Detecting characters in C++ char stream

I am working on a piece of arduino code that is using the BlackWidow version with wifi built in. Using the WiServer.h library, I'm using the SimpleClient.pde example with mods to send a call to a webserver that will simply return an integer - 0, 1, or 2. The end goal is to turn on a pin for the proper red, green, or yellow of a stoplight. The integers represent the aggregate state of our Hudson CI.
I'm a PHP lazy bastard, and pointers scare me. The code I am working with is
// Function that prints data from the server
void printData(char* data, int len) {
// Print the data returned by the server
// Note that the data is not null-terminated, may be broken up into smaller packets, and
// includes the HTTP header.
while (len-- > 0) {
Serial.print(*(data++));
}
}
printData() is the callback of the call to the webserver, and when run it sends the following to the serial monitor (this is 3 loops, no newline before new output):
HTTP/1.1 200 OK
Date: Thu, 10 Feb 2011 17:37:37 GMT
Server: Apache/2.2.13 (Unix) mod_ssl/2.2.13 OpenSSL/0.9.8k DAV/2 PHP/5.2.11
X-Powered-By: PHP/5.2.11
Content-Length: 1
Connection: close
Content-Type: text/html
0HTTP/1.1 200 OK
Date: Thu, 10 Feb 2011 17:37:45 GMT
Server: Apache/2.2.13 (Unix) mod_ssl/2.2.13 OpenSSL/0.9.8k DAV/2 PHP/5.2.11
X-Powered-By: PHP/5.2.11
Content-Length: 1
Connection: close
Content-Type: text/html
0HTTP/1.1 200 OK
Date: Thu, 10 Feb 2011 17:37:58 GMT
Server: Apache/2.2.13 (Unix) mod_ssl/2.2.13 OpenSSL/0.9.8k DAV/2 PHP/5.2.11
X-Powered-By: PHP/5.2.11
Content-Length: 1
Connection: close
Content-Type: text/html
0
The part that I need to identify is the 0, which could also be 1 or 2.

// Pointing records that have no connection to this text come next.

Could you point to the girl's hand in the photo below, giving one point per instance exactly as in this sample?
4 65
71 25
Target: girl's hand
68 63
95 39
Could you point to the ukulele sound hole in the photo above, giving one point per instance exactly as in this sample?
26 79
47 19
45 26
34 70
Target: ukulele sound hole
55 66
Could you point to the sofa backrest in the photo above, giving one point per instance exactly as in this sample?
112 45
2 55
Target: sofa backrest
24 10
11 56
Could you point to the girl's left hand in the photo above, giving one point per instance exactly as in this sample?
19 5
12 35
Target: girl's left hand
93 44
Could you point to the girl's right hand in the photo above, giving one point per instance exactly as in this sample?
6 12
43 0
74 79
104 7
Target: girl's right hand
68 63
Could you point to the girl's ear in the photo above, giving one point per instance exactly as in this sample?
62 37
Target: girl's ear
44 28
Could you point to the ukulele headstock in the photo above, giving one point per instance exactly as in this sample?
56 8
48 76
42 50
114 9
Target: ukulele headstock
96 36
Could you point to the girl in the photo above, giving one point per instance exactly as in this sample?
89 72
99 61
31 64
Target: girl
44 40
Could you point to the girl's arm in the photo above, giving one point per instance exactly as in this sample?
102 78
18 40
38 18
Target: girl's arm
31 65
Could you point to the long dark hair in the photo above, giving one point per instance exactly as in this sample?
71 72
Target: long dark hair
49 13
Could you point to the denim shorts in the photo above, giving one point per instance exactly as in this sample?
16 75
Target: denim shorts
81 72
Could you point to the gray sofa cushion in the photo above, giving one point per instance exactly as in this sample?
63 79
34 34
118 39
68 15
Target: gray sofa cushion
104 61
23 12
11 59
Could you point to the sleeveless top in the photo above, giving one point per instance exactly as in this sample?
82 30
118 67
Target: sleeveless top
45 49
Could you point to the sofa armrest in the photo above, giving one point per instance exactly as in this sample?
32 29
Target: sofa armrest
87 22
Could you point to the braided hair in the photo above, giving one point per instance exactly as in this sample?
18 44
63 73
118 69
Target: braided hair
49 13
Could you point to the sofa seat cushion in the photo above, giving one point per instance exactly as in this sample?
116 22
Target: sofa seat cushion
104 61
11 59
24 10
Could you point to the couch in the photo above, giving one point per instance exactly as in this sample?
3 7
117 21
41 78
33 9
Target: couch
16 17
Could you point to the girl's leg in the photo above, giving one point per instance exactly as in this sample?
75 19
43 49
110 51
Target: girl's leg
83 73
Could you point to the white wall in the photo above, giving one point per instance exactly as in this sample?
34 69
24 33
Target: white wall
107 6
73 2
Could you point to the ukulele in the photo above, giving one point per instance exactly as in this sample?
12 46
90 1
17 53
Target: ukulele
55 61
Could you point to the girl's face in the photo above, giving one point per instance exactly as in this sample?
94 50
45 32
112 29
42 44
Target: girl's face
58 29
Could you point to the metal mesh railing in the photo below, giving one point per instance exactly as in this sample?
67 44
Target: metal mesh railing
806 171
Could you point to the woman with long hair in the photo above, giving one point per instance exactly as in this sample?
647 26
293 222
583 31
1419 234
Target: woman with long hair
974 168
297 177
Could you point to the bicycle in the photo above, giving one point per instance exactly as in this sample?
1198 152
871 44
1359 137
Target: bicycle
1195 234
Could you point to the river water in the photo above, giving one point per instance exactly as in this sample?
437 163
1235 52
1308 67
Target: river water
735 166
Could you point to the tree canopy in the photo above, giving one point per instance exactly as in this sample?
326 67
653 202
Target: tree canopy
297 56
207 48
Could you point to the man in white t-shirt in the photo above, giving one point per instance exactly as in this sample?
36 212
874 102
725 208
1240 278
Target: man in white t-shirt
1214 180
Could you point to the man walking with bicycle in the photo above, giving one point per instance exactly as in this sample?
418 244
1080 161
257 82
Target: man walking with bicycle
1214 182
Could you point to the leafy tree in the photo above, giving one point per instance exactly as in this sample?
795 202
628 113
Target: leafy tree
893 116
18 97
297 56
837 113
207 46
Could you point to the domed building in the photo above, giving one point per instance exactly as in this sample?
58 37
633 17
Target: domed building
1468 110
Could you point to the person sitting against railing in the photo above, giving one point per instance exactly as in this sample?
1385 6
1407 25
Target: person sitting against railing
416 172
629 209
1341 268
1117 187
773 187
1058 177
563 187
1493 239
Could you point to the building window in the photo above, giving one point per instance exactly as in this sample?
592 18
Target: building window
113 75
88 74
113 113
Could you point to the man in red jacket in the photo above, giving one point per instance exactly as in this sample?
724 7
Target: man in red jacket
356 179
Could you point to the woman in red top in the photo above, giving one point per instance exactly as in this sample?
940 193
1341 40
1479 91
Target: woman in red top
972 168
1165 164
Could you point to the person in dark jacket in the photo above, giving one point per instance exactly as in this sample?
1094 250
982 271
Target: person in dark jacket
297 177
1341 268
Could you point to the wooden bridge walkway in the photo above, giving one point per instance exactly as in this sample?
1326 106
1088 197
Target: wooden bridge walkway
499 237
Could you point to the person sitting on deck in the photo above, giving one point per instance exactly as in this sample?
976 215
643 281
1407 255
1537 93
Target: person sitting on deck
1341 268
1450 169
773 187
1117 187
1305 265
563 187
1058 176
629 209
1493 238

Instead of printData(), this function will become turnOnAppropriateLight() or something, by simply setting a pin to HIGH. This will then activate a relay, to power the corresponding LED array.
Now that I've written this up it looks like I just need to keep the last character around and do a switch based on the value. The *(data++) is the confusing part even though I know it's incrementing a pointer index...I'm just not sure how to go directly to the last char in that index. No need for this looping to spit out the result.
This is not robust AT ALL, but
Serial.print(data[len-1])
See what that gets you
this should be all you need:
data[len - 1]
You could be neurotic and parse each line, or look for the last tags: Content-Type:.
I would convert the C-style string into a C++ std::string then use the find_first method to look for the keywords.
The std::istringstream can be used to convert from text "0" to numeric 0.